Joseph W. Stehn
Joe Stehn was a leader during a pivotal point in our Community’s history, the formation and infancy of the Cooperative. However, his pedigree in the community reaches back to his childhood. Joe rose to the rank of Major in the United States Army, was married in 1943 to Diane Decker with whom he had two children, Kenneth and Theresa, returned home to earn an Engineering degree at Manhattan College and established a home in Roxbury. He was elected the Mayor of Roxbury in 1950, and was instrumental in the construction of the Mayor’s Clubhouse. Joe Stehn’s convivial life in Roxbury dramatically changed in 1960. Along with Ruth Clarke, the Joint Action Committee of which he was a leading member, and early members of what became the Cooperative’s first Board of Directors, Joe Stehn had to navigate our landlord’s attempt to sell the property out from under us and the interest in building a “luxury city within a city”. This required a delicate combination of toughness and diplomacy as negotiations ensued with the Urban Development Corporation and the Rockaway Point Development Corporation through a perilous period when the likelihood that we would lose our homes was very real.

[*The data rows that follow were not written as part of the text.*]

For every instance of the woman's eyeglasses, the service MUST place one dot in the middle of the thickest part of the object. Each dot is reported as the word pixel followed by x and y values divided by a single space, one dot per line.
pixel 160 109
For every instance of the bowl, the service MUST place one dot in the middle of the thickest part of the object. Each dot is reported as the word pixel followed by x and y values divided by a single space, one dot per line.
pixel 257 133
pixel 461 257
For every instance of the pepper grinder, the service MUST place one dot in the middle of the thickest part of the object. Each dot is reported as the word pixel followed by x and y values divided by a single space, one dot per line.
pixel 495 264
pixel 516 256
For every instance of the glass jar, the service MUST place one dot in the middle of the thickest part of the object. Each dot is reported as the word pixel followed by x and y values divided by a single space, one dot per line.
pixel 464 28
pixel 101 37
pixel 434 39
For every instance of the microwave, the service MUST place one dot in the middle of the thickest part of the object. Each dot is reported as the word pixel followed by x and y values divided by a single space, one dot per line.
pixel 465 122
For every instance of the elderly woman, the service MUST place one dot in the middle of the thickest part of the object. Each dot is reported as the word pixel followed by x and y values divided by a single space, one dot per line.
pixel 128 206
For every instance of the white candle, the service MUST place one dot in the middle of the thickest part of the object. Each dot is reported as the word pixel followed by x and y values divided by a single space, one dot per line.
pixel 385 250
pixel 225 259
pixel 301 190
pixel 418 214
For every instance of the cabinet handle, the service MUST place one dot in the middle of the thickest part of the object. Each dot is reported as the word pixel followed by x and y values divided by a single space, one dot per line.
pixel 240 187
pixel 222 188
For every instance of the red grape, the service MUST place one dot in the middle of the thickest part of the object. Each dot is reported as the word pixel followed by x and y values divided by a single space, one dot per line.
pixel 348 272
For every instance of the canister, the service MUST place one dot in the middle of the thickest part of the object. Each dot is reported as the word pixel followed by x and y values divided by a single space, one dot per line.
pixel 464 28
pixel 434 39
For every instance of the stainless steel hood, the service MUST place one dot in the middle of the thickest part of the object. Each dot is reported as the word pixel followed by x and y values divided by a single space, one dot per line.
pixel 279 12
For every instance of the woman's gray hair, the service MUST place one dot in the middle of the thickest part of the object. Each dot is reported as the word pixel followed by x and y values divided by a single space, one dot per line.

Although the initial challenge was how to save our homes, the closely related challenge was what to do with the property should we succeed. Today, the formation of coops consisting of vertical structures is commonplace. Not only was it more unusual in 1960, but incorporating what in effect was a summer village spread over 500 acres between two coastlines was unprecedented. Yet, the financing was obtained, the community was incorporated as a residential cooperative and Joe Stehn was appointed in 1961 to be the Coop’s first General Manager. However, being a manager requires having an organization to manage. Joe Stehn had to create the organizational structure that in large part persists very successfully to this day. It took a strong, disciplined and focused leadership to rebirth our community as something new, to manage our finances, hire and maintain a workforce for a seasonal community, and to start the long process of evolving out of a cluster of summer bungalows into a more permanent community.
Seemingly moments after we incorporated Hurricane Donna flooded ashore in 1962, as was said with dismay at the time, the ocean met the bay. Meanwhile, the high-rise buildings went up on AIC property just outside the Gate, their hulking presence not only an eyesore but also an ever-present reminder that our way of life remained under constant threat. And in creating Gateway National Recreation Area in 1972, Congress wrote into the very legislative enactment the stated ambition of acquiring an adequate interest in our property.
The less dramatic but, nevertheless, critical needs of infrastructure also had to be addressed, and always on a tight budget today. For decades, the long-term needs of a summer bungalow colony under the prior landlord could be deferred or even ignored. Joe Stehn, in addition to all the daily operational responsibilities of a village manager, also had to oversee major transitions in infrastructure. Crumbly roads needed reinforcement and resurfacing, and new streets were laid out as new plots were sold and homes east of Reid Avenue were moved in. The primitive water had to be winterized and expanded, and hydrants had to be installed. Chronically splintering wooden walkways were replaced by concrete. Old structures were removed, new parking lots were built. Joe Stehn also oversaw the development of the new shopping center which opened in 1967 and continues to serve us these several decades later. New York City and Long Island can look to Robert Moses as the architect of their modern physical design, we had Joe Stehn.
In 1975, Joe, now widowed, married Jane Walsh. In 1985, he was appointed to Community Board 14 and was a director of Peninsula Hospital. He also became President of the Rockaway Chamber of Commerce. He was a member of the American Legion, Veterans of Foreign Wars, the Rockaway Development and Revitalization Corporation, the Catholic Club, and a continuing member of the Mayor’s Club of Roxbury.
On July 19, 1986, Joe Stehn retired from the position of our General Manager after 25 years of service. He died on November 24, 1987. In the final analysis, Joe Stehn’s tenure was one where we as a community constantly moved forward, always improving, deepening our roots, solidifying our finances, and, as evidenced by our recovery from Hurricane Sandy, the result is that Breezy Point is here to stay. By honoring Joseph W. Stehn at this 2018 Hall of Fame Dinner, the Breezy Point Historical Society is recognizing his seminal role in creating our corporate government and the physical community that is our home today.